While i sleep, i find myself dreaming of you. I never thought you held such power over me, but it's true. Those dreams are the only thing i have left of you, and that tears me apart. I dream of you holding me, laying in the grass in your backyard, watching the stars in the sky, and wishing on every shooting star. But when i wake up, it's like the sky has completely lost all it's stars, and the world is empty and cold. That is hard to accept sometimes. I always find myself wishing i could snap my fingers and bring you back, but i know i can't. I dream about us going for a drive in the middle of the night, going absolutely nowhere, and loving every second of it. I dream of us walking on the beach, trying to keep from getting our feet wet while we were trying to outrun the waves, and almost always failing, but loving it anyway. I dream of the times we talked about running away from our lives. Escapeing the horrors and troubles, and making our own path in the world. I guess your horrors caught up with you too fast :( I wish i could have saved you. You were my everything.

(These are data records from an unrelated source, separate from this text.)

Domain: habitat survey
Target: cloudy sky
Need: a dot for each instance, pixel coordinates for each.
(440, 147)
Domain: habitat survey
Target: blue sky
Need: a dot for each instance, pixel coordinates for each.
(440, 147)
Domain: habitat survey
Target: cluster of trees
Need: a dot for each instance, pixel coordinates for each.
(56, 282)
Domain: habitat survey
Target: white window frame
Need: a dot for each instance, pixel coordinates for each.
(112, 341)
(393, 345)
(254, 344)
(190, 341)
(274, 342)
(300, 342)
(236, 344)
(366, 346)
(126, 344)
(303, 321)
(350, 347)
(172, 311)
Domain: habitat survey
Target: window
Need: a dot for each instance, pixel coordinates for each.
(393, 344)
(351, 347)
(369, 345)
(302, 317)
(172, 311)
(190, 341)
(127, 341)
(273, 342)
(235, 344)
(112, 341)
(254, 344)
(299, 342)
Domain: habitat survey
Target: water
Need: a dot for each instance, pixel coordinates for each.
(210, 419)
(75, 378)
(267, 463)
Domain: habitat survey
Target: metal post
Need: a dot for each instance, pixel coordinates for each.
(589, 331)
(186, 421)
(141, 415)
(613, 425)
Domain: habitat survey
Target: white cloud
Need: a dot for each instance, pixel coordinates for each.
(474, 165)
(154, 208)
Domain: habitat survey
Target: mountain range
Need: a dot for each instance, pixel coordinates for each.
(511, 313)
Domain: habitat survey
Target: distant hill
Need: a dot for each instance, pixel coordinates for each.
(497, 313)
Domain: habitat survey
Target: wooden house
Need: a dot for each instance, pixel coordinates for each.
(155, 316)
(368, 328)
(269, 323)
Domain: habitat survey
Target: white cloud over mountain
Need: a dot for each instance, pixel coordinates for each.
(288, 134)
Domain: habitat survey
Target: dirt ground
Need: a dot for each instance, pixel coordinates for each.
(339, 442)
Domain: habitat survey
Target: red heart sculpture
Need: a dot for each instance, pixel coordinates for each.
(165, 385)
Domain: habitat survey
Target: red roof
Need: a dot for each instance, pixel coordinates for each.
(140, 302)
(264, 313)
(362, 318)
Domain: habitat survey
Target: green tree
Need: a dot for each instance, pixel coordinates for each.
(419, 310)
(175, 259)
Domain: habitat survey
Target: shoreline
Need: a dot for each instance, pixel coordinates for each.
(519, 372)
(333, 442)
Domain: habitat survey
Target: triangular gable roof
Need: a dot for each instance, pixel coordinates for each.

The reason i got up in the morning, and the reason i kept fighting through everything going on at home. Now, i'm having to find new reasons to get out of bed. I have two beautiful girls, and a wonderful husband, and even though he isn't you, i do love him with everything i've got. I still miss you so terribly that it physically hurts sometimes. But i know that it's for the best. It would be stupid to spend the rest of my life alone just because you weren't able to deal with your life.
While i sleep i find myself dreaming of all the fun we used to have. Times from when we were little, and running on the beaches of florida, or wandering the streets of new york. Sometimes they are good dreams, remembering all the fun we had. Other times, they turn dark, from memories to nightmares, seemingly with the snap of a finger. I dream of being lost in the city, with bad people on every corner, and no way to know where i'm going. I wake up with a start, checking to make sure i'm at home in my nice warm bed. It's not fair, to say the least.
The other night i had a dream that was a little too vivid. It was me in a hospital bed. Every one of my friends were there, checking in on me, finding out from the doctors how long they thought i had left. And the numbers were always short. I never saw my own face, so i have no idea how old i was, but the friends were all just a few years older than they are now. And that, i think, is what made it so scarry. I guess we will find out in a few years won't we?
Anyway, just needed to get those out. Those were the dreams i remember from last night. I need to do some research and find out what some of them mean. I just don't feel comfortable with the way they were left.